"In that Glittery Dirt": An Interview with Elijah Matthew Tubbs

Elijah Matthew Tubbs lives and writes in Arizona. Recent work is featured in Passages North, Sonora Review, Connotations Press, and elsewhere. He is co-founder of ELKE "a little journal."

His essay, "By Way of Salt," appeared in Issue Ninety-One of The Collagist.

Here, Elijah Matthew Tubbs talks with interviewer William Hoffacker about salt in myths, learning from research, and writing in a desert.

Please tell us about the origins of your essay “By Way of Salt.” What sparked the initial idea and caused you to start writing the first draft?

I was sitting at my desk at work and I realized it was time to write a new essay. I had read an essay by Daisy Hernandez on Brevity during my lunch break and that kicked me into gear. It is such a great piece of nonfiction titled “Wings”.

I am slow writer, especially when it comes to prose, so when I have that urge to write prose (I generally write poetry) I must run with it, quick and hard.

I had been thinking about Sodom and Gomorrah as a topic for a while and after a little research I found I was more interested in the salt pillar that Lot’s wife turned into. After that I just kept finding more and more information about salt and its many implications in other religions and cultures.

From Buddhist tradition to Norse mythology, writing this piece seems like it must have required a wide breadth of research. Is research a regular part of your writing process? How do you do your research? Is it something you enjoy?

Yes, research is key to my writing process. Normally my in-depth research comes during revision, where the first draft is more so smearing the page with ideas.

My research generally comes from searching the internet as it is the most accessible for me.

Research is very enjoyable in my opinion. Many times, I am learning about the topic as I write about it and that makes the writing process very exciting for me. I really hate when people say, “Write what you know.” If I did that, I’d be writing the same thing over and over.

There seems to be some specific intention between the amount of white space that appears between some paragraphs in this piece. Why is this level of separation significant to you? What purpose do you have in mind, if any, for these absences?

Mainly the white space is just barriers between the vastly different myths and traditions I talk about. It looks a little more dramatic now that it’s up and online than it did on my computer screen, but for me it is simple as separation of ideas on the page, for clarity’s sake.

Your bio says that you live and write in Arizona. Are you a transplant or a local? Because I have lived in Arizona for a few years, I am curious how writing from Arizona might differ from other work. How do you think life in a desert climate has influenced your writing?

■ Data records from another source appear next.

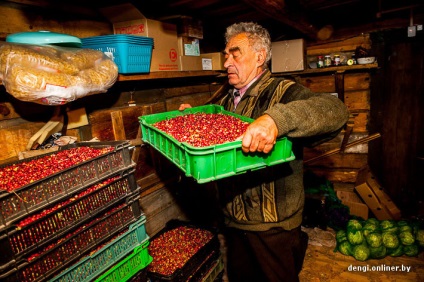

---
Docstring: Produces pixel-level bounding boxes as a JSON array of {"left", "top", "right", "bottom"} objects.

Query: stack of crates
[
  {"left": 81, "top": 34, "right": 154, "bottom": 74},
  {"left": 146, "top": 220, "right": 223, "bottom": 282},
  {"left": 0, "top": 141, "right": 152, "bottom": 282}
]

I was born in southern California but grew up in Cave Creek and attended Arizona State University. I am local.

I think, in my poetry more so, Arizona is extremely influential. Even if I am not writing specifically about the desert, the desert landscape is there somewhere in there. In the form, the tone, or mood. My heart will always lie here in that glittery dirt, wherever else I may be. 

What writing project(s) are you working on now?

Right now, I am finishing up a chapbook of poems, titled “Stomping Ground and Other Poems.” I am hoping to send it out this winter. Stomping Ground is a twenty-part serial poem, and then there’s the others too.

Along with the chapbook, I am looking to apply to an MFA program this admission cycle. I am writing all the statements and essays that come with that long process.

What have you read recently that you’d like to recommend?

Eliot Weinberger. Particularly the book of essays, “Karmic Traces” from New Directions. That book, along with his others, have forever changed me as a writer and directly influenced the essay “By Way of Salt”.

I have also been reading a lot of Larry Levis again since watching the documentary, “A Late Style of Fire,” which I also highly recommend.

Lorine Niedecker and Louise Mathias are others I have been reading lately as well. They are both fantastic poets. I recommend getting Niedecker’s collected poems from University California Press and Louise Mathias’ “The Traps” from Four Way Books if interested.